On October 12, the Church celebrates the feast of Nuestra Señora del Pilar, or Our Lady of the Pillar. 

The first Marian apparition in history appeared to St. James the apostle, the brother of St. John the Evangelist, at the river Ebro in Saragossa, Spain. Unlike every other recorded apparition of Mary, this one occurred during her life on earth. 

According to tradition, Mary promised James that when he needed it most, as he brought the Gospel to the pagans in what is now Spain, she would appear to him to encourage him. 
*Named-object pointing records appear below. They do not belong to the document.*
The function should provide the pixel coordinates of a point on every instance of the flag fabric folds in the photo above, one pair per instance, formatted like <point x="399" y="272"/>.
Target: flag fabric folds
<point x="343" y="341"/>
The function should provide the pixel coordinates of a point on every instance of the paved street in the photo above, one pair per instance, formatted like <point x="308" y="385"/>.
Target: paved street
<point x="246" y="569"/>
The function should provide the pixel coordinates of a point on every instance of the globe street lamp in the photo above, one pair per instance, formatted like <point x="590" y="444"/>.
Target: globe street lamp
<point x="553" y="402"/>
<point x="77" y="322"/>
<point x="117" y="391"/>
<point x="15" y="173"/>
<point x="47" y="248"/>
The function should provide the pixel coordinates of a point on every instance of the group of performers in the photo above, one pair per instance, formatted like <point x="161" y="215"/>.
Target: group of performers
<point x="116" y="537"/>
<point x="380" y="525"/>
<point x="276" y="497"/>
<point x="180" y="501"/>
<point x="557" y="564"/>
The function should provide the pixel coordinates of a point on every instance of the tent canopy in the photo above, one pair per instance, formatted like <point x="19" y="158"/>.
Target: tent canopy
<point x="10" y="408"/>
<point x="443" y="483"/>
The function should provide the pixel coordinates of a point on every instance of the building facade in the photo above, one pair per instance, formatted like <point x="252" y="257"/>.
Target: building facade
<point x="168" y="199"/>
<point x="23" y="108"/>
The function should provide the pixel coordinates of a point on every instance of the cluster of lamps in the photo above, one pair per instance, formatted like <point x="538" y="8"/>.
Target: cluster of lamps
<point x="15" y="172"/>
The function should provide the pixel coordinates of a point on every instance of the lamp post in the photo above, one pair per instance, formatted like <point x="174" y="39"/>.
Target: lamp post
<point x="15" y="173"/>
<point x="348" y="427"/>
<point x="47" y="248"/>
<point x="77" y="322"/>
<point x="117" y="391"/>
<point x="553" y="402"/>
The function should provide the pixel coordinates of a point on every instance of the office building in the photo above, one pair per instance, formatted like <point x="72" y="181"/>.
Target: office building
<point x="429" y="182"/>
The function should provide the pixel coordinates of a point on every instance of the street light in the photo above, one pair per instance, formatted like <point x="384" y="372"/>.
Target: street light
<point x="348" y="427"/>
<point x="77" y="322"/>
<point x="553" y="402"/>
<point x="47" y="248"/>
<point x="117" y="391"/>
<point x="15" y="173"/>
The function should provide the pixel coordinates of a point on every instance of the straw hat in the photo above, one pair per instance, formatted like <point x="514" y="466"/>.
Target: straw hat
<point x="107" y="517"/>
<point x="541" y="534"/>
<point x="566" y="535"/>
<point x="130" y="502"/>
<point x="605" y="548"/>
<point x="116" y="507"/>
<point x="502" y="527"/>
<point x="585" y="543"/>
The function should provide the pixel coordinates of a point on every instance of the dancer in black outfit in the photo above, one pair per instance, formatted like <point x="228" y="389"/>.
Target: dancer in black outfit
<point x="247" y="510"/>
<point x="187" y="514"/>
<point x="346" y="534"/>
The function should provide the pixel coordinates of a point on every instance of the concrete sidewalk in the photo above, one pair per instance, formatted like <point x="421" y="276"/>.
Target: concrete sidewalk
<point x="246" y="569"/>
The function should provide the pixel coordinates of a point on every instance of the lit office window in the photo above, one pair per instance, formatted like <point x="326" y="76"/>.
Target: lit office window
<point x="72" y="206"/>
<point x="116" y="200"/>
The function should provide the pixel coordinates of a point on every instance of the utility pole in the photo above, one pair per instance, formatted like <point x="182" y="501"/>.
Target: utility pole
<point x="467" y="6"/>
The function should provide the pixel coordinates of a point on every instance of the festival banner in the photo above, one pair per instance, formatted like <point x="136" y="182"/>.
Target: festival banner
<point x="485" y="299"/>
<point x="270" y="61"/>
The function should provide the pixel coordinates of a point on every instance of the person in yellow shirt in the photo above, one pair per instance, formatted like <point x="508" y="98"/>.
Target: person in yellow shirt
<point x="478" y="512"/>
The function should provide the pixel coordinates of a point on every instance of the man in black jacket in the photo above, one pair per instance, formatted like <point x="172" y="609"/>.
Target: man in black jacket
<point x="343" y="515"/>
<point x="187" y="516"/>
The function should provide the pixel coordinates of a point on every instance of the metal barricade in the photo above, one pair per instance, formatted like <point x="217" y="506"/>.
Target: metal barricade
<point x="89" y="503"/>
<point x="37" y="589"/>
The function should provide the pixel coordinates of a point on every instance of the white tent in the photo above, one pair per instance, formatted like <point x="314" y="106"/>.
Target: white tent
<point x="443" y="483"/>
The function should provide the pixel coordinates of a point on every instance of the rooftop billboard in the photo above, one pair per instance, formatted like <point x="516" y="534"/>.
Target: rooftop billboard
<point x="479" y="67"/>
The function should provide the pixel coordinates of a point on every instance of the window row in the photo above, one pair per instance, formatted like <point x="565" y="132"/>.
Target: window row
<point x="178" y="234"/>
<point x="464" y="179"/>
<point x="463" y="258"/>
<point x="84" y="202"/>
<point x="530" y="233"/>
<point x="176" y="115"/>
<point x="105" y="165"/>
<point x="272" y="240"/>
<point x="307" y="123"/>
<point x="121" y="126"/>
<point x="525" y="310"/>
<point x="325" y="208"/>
In the year 40 AD, while he prayed on the riverbank, James saw the Virgin Mary, with the Child Jesus, standing o a pillar. She asked James and his eight disciples to build a church on the site, and promised that “it will stand from that moment until the end of time in order that God may work miracles and wonders through my intercession for all those who place themselves under my patronage.” 

The church they built, Our Lady of the Pilar in Zaragoza, is the first church dedicated to Mary in history. It stands to this day, having survived invasions and war. In the Spanish Civil war of 1936-1939, three bombs were dropped on the church, but none of them exploded. 

Our Lady is also said to have given a small wooden statue of the apparition to James, which now stands in a pillar in the church. 

Nuestra Señora del Pilar is the patron of Spain and of all Hispanic peoples. On her feast day in 1492, Christopher Columbus first sighted American land, and the first Mass was celebrated in the Americas.